If harvesting is not carefully managed, the risk of adversely affecting the horseshoe crab population becomes a certainty. Several factors that contribute to this risk include

  • Horseshoe crabs mature slowly, requiring nine to eleven years to attain sexual maturity

  • Some bait harvesters prefer gravid females (those carrying eggs).

  • Horseshoe crabs congregate inshore seasonally to spawn, which makes them especially vulnerable to exploitation.

  • Changes in abundance (increases or decreases) are not readily recognizable because they occur over a period of years.

  • Population data indicate that after harvesting ceases, horseshoe crabs do not rebound for approximately one decade, which corresponds to the time required for horseshoe crabs to reach sexual maturity.

Socioeconomic Impacts

Identifying and maintaining optimal sustainable yield for the commercial fishery is critical. Appropriate coast-wide management of the horseshoe crab population would ensure the long-term viability of the population for continued harvest and would provide necessary quantities of adults and eggs for fish and wildlife resources.
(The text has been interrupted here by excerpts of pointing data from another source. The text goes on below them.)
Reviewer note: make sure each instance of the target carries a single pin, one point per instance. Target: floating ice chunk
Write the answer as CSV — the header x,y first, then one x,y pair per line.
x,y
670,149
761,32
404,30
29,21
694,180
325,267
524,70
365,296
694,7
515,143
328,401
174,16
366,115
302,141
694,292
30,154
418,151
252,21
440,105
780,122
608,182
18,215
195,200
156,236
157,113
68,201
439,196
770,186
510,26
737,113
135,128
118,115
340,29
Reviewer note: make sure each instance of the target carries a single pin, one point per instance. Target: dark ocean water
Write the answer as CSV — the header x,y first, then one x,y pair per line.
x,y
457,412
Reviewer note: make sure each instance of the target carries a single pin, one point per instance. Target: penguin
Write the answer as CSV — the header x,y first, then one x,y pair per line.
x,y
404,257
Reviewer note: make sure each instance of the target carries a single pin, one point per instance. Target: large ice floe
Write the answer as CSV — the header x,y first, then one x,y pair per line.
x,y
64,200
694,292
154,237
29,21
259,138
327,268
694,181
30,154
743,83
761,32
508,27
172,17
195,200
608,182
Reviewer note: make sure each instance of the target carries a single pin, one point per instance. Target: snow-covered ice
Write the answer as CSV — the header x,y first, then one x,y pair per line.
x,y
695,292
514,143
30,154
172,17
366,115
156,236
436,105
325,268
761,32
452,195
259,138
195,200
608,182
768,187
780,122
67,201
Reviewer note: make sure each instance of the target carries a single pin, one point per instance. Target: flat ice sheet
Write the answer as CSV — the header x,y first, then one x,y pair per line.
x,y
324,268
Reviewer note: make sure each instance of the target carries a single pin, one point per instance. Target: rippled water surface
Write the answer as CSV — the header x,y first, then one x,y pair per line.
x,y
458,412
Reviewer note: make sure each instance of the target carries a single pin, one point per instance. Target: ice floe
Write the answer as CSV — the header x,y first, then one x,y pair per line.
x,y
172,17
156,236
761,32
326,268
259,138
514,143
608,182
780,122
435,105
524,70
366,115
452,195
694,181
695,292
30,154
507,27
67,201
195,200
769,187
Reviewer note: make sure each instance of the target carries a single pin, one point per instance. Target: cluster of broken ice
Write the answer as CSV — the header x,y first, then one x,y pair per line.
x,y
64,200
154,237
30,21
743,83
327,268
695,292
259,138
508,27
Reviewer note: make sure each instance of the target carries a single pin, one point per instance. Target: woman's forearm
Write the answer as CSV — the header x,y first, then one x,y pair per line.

Horseshoe crabs are the primary bait for the American eel and conch fisheries in many mid-Atlantic States. In 1996, the commercial harvest of horseshoe crabs was estimated to be a $1.5 million industry.

Horseshoe crabs are vital to medical research and the pharmaceutical products industry. The worldwide market for LAL is currently estimated to be approximately $50 million per year. The biomedical industry pays approximately $375,000 per year for horseshoe crabs based on an estimate of 250,000 horseshoe crabs harvested at an average price of $1.50 per crab.

Eco-tourism is critical to the economies of many states, including New Jersey and Delaware, and it depends on the abundance and health of the ecosystems within the region. The 1996 regional economic impact resulting from expenditures by wildlife watchers in New Jersey and Delaware was the creation of 15,127 jobs and the generation of a total household income of $399 million.